Maher Arar knows the Patriot Act; he knows it very well, it had a radical effect on his life. Arar was on his way home from Europe when he stopped at JFK International Airport in New York.
He had the misfortune to be a Canadian of Syrian origin. Although he was traveling on his Canadian passport, U.S. officials detained him for questioning.
Before he knew what was happening, Arar said, American authorities were talking of deporting him to Syria. Arar said he pleaded with federal agents to send him to Canada because he feared he would be tortured in Syria.
It did no good and Arar, 33, a software engineer, spent 10 months in a small, dark, rat-infested prison cell in Damascus and was tortured regularly.
U.S. Attorney General John Ashcroft said the government believed Syrian assurances that Arar would not be tortured. Human rights groups were scornful of that claim.
Ashcroft took note of Syrian denials that Arar had been tortured. He told reporters: that statement is fully consistent with the assurances that the United States government received prior to the removal of Mr. Arar.
Two weeks ago, President George W. Bush was sharply critical of the Syrian government for leaving its people a legacy of torture, oppression, misery and ruin.

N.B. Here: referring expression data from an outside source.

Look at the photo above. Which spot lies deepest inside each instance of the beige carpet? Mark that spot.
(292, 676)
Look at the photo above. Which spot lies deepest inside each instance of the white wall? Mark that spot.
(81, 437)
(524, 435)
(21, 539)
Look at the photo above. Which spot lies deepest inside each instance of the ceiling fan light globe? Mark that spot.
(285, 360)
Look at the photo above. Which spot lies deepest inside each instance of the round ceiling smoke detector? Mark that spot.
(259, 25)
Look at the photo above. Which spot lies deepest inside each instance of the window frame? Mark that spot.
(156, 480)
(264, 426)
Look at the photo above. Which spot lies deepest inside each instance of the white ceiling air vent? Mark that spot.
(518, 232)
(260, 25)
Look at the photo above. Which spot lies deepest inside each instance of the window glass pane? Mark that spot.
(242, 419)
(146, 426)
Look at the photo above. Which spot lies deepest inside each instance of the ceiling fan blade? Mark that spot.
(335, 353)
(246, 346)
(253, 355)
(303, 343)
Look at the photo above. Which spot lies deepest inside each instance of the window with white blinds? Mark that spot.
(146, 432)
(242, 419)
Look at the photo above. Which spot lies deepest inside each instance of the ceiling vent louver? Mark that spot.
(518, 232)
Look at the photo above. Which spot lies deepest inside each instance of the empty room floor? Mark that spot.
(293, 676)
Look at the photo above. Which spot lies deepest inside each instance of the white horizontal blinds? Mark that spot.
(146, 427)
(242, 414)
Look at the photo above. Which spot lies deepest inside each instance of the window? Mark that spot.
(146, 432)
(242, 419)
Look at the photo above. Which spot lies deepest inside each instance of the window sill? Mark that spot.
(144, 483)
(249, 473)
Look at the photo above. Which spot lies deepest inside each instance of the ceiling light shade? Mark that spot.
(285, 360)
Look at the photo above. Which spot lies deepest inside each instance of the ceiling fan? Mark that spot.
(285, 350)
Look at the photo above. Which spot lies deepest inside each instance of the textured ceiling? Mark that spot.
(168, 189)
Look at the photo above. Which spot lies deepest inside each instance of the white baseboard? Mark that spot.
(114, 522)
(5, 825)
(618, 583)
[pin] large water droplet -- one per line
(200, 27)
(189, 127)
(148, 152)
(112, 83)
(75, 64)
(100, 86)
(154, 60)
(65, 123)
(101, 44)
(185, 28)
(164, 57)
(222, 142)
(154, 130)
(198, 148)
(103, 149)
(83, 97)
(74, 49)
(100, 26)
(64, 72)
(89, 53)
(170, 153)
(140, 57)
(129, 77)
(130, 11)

In its most recent report on human rights abuses in Syria, the U.S. State Department said in that country, torture is common and methods include beatings, electric shocks, pulling out fingernails, forcing objects into the rectum, and bending prisoners over a wheel frame while whipping exposed body parts.
Alex Neve, secretary-general of the Canadian branch of Amnesty International, said: It is preposterous that U.S. authorities would even consider asking the Syrian governmenta government that Washington itself has identified as having an abysmal human rights record-to give that kind of assurance that Arar would not be tortured.
It is outrageous that anybody in the U.S. government would believe such promises from a government like Syria, which regularly, consistently and cavalierly [flouts] international human rights obligations, Neve said.
Joe Stork, a Mideast expert with Human Rights Watch, said it is illegal for the U.S. government to deport any person to a country where it can expect that individual will be tortured.
The use of torture is well documented in the case of Syria and it is pretty shameful for the U.S. to have deported Mr. Arar to that country, Stork said.
Ashcroft declared: Mr. Arar was the subject of a lookout list for being a member of a known terrorist organization. He said the deportation, therefore, was fully within our laws and the applicable international treaties and conventions.
Arar, who was accused of being a member of al-Qaeda, denied that claim and said he was singled out because of a very casual, brief acquaintance with a known member of a terrorist group.
The young engineer has not been charged with any offense in any country. The Canadian government considers him innocent.
Arar was held initially under provisions of the Patriot Act. He was not the first to be held incommunicado and denied his rights.